# How much to feed



## alphioz (Apr 16, 2013)

I have an 11 week old chi puppy who weighs 3lbs. I am currently feeding him Acana but am not sure how much to feed him. His stools are normal and formed but he has increased to about 6 times a day as opposed to 2 or 3 on the puppy chow the breeder had him on. 
He is getting a bit chubby but I want to make sure he eats enough as he's still a baby.


----------



## lilbabyvenus (Feb 8, 2009)

Which Acana are you feeding? There should be guidelines on the back of the bag, but there are also charts on their website if you don't have the bag anymore: Our Products | Acana

When he gets older you can use this site: Dog Food Calculator
But it is not to be used on growing puppies as their needs are not the same as an adult. 

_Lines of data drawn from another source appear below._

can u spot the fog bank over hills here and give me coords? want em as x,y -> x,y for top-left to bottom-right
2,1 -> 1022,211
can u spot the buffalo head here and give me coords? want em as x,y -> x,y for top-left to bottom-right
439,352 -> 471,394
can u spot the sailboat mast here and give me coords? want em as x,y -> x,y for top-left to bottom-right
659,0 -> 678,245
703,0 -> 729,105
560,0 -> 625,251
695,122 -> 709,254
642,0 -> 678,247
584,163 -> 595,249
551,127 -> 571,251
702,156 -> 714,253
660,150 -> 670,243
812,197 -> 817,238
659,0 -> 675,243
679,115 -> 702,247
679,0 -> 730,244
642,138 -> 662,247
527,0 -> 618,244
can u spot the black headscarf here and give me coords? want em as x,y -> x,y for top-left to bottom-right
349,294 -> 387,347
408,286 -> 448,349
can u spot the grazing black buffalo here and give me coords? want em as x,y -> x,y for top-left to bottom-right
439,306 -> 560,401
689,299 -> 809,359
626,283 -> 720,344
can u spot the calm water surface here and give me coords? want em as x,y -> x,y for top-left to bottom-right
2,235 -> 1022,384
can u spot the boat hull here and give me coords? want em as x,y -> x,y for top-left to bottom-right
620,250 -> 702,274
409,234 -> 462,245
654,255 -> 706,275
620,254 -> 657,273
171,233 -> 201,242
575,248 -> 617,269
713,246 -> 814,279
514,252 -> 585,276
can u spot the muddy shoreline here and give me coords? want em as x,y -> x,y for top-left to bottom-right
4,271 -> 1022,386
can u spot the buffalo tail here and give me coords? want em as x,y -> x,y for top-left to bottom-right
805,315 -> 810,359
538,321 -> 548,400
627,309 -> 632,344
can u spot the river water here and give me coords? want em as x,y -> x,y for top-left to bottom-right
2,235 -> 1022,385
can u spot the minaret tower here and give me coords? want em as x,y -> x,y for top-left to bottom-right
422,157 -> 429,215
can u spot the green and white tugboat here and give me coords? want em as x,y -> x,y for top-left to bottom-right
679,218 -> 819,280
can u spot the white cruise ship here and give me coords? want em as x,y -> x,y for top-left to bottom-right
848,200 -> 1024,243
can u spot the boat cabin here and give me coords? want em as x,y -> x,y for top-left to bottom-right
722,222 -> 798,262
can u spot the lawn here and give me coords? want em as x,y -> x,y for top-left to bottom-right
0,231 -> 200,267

When I switched my Venus to better food she pooped more for a while too while her body adjusted to the change


----------



## BellsMommy22 (Dec 23, 2012)

Just keep an eye on the puppies weight. If he seems to be gaining, take a little away, if he's loosing weight add a bit more. Ive never found the feeding guidelines to be accurate. Every dog is different. Just keep an eye on his condition and adjust from there.


----------



## chaiteahuahua (Jul 2, 2012)

My dog is about 4.5-5lbs and I feed him 1oz twice a day. I believe that's less than the bag recommends, but it's the perfect amount for him. He poops about twice a day, too. It seems like when dogs are pooping a lot, it's too much food, but your dog could just still be adjusting.


----------